Re: Orion, NetApp, and iops

  • From: Henry Poras <henry@xxxxxxxxxxxxxxx>
  • To: Jakub Wartak <vnulllists@xxxxxxxxxxxx>
  • Date: Tue, 04 May 2010 10:18:53 -0400

Sure.
The OS is Linux (2.6.18) with FC. Orion is bundled with an 11.2 install. The NetApp filer is a 3050.

I'm not sure about the detailed NetApp settings and would have to find where to look. But even if various optimizations are turned on, I don't understandthese results. It might be read ahead, but if Orion is really random reads across the disk I wouldn't have expected this to show up.

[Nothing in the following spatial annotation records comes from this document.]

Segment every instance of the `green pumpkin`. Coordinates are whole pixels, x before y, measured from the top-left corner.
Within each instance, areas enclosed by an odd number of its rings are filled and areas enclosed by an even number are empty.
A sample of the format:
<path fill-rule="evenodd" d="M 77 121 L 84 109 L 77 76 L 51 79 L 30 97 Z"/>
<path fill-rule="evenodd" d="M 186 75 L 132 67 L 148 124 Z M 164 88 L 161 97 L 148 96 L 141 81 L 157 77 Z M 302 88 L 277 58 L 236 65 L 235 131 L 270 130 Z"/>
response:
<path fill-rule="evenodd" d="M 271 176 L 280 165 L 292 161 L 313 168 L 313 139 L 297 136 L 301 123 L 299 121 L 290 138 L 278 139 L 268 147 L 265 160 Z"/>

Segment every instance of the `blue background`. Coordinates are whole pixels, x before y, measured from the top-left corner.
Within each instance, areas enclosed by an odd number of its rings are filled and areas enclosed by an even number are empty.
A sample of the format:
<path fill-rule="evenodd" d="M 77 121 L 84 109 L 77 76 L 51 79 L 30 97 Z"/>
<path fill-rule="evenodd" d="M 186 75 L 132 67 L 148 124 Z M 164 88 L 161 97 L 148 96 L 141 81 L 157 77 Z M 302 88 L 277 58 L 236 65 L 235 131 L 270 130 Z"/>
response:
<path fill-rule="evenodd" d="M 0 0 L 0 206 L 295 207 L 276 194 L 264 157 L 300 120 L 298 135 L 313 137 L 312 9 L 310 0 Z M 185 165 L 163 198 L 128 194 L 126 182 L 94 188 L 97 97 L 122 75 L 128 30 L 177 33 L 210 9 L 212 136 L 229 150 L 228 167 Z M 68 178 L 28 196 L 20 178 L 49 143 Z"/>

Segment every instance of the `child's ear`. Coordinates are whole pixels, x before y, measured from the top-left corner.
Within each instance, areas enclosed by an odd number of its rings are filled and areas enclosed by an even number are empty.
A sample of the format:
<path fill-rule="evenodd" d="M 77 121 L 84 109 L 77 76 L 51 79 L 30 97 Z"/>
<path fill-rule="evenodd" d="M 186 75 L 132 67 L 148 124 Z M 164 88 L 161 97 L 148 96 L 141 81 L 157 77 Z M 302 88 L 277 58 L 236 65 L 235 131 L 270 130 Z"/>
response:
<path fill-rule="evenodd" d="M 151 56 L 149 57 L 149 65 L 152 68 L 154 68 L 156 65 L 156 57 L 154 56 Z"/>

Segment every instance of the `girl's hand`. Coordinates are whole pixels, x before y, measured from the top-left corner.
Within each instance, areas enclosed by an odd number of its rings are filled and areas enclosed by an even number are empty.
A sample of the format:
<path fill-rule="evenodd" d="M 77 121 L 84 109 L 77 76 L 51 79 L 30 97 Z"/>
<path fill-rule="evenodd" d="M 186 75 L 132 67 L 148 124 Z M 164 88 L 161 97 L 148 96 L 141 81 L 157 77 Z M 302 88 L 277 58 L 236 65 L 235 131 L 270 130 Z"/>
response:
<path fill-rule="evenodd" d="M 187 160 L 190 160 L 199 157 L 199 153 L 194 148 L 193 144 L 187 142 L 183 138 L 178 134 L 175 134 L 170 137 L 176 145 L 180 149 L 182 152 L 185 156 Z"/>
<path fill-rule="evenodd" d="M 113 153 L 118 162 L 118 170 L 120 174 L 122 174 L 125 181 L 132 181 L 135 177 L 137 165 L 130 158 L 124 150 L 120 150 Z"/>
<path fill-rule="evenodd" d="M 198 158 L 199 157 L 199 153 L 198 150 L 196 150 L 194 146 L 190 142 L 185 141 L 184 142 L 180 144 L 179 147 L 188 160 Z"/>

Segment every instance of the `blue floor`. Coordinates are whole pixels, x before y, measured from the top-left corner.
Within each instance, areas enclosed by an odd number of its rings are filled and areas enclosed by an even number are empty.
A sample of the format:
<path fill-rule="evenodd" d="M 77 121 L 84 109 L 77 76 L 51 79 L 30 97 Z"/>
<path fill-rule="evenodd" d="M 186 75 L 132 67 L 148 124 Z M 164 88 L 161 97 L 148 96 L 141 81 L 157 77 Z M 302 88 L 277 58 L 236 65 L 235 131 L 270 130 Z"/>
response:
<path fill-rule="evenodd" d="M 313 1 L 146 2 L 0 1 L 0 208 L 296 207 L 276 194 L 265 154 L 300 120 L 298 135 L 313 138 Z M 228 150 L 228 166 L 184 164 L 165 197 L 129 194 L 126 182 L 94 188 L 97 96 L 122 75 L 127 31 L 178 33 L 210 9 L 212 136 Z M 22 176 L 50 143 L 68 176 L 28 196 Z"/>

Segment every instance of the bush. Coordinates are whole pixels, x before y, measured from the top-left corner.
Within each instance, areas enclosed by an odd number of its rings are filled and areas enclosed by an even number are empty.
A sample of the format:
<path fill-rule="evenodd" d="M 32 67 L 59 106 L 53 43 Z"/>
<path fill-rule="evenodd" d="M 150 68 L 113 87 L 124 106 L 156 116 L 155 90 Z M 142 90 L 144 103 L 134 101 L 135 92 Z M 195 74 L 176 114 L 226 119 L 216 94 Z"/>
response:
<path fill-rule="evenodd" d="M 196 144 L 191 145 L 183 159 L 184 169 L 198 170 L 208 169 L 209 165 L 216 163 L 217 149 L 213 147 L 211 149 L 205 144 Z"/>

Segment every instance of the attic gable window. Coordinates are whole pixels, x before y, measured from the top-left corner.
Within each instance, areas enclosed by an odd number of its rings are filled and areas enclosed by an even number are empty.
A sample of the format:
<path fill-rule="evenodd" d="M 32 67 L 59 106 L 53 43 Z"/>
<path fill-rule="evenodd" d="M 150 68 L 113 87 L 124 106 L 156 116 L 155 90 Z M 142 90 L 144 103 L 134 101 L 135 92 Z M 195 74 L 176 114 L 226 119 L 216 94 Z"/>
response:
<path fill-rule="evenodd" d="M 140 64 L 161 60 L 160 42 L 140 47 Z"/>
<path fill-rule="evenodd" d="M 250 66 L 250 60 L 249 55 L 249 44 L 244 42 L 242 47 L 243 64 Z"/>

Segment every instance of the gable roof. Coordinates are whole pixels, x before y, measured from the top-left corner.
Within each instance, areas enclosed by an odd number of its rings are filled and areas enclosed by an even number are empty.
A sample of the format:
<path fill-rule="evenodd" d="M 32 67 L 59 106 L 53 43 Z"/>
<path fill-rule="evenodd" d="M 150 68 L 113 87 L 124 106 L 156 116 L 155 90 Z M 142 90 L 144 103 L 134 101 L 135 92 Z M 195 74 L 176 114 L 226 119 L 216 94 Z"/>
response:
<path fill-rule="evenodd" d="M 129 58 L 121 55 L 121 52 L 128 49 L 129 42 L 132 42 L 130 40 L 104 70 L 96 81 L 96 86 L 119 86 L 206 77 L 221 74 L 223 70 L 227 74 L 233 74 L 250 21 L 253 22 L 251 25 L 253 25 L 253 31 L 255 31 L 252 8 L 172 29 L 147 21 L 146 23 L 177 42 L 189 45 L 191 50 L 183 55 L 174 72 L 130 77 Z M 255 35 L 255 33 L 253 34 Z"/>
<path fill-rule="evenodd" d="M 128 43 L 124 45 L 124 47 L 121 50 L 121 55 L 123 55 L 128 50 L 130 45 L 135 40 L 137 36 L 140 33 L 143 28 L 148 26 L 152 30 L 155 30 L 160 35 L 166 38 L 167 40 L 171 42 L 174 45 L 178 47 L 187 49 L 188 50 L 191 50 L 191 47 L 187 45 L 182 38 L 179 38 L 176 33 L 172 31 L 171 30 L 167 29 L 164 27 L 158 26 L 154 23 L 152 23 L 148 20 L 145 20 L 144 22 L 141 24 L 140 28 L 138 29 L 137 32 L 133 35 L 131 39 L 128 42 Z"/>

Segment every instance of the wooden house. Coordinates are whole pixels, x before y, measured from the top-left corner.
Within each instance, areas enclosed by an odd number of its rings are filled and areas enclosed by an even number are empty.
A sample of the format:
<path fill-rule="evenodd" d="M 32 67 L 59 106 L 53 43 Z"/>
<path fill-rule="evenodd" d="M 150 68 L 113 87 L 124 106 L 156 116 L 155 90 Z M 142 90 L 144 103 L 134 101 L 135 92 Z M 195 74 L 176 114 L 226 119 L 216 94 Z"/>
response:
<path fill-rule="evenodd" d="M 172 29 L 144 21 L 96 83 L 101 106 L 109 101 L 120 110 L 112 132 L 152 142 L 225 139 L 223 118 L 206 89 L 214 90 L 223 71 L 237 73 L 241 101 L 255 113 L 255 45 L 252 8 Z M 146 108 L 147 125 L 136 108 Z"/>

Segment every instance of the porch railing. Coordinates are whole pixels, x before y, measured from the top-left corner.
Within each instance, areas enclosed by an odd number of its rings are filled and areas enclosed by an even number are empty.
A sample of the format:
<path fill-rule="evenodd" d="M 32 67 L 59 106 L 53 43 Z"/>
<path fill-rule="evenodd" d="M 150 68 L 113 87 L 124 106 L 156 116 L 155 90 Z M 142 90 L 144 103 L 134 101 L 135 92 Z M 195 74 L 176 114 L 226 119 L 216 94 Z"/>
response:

I will try the "stats show disk" command as soon as I can. That should help.

I also believe that RAID-DP shouldn't lead to a major deviation from 48*180. Definitely not an increase of iops close to an order of magnitude.

Thanks for the suggestions.

Henry


Jakub Wartak wrote:

We need more data, bascially OS and storage (FC, iSCSI?), versions (OS, Data ONTAP), LVM configuration and NetApp model/configuration (sysconfig command from SSH on NetApp too), I/O scheduler used if this is Linux, vmstat & iostat outputs during the run, etc. NetApp has many optimization settings (like no_update_atime on vols), FlexScale & PAM & PAM-II flash accelerators (not to mention NVRAM write acceleration...), was deduplication turned on, etc.

There are some shortcut commands that you should launch on filer that could solve the mystery, these are "lun show -o -i 1 /vol/path/to/lun" and "stats show disk:*:disk_busy". Second is going to show you how much really disks are utilised.

BTW: LUN can be only be inside WAFL volume, volume can be only on single aggregate. So my understanding is that LUN is in single aggregate that has 3 raid group sets each consisting of 16 disks, correct? As far as I remember the calculation of IOPS in RAID-DP is not as simple as 48*180.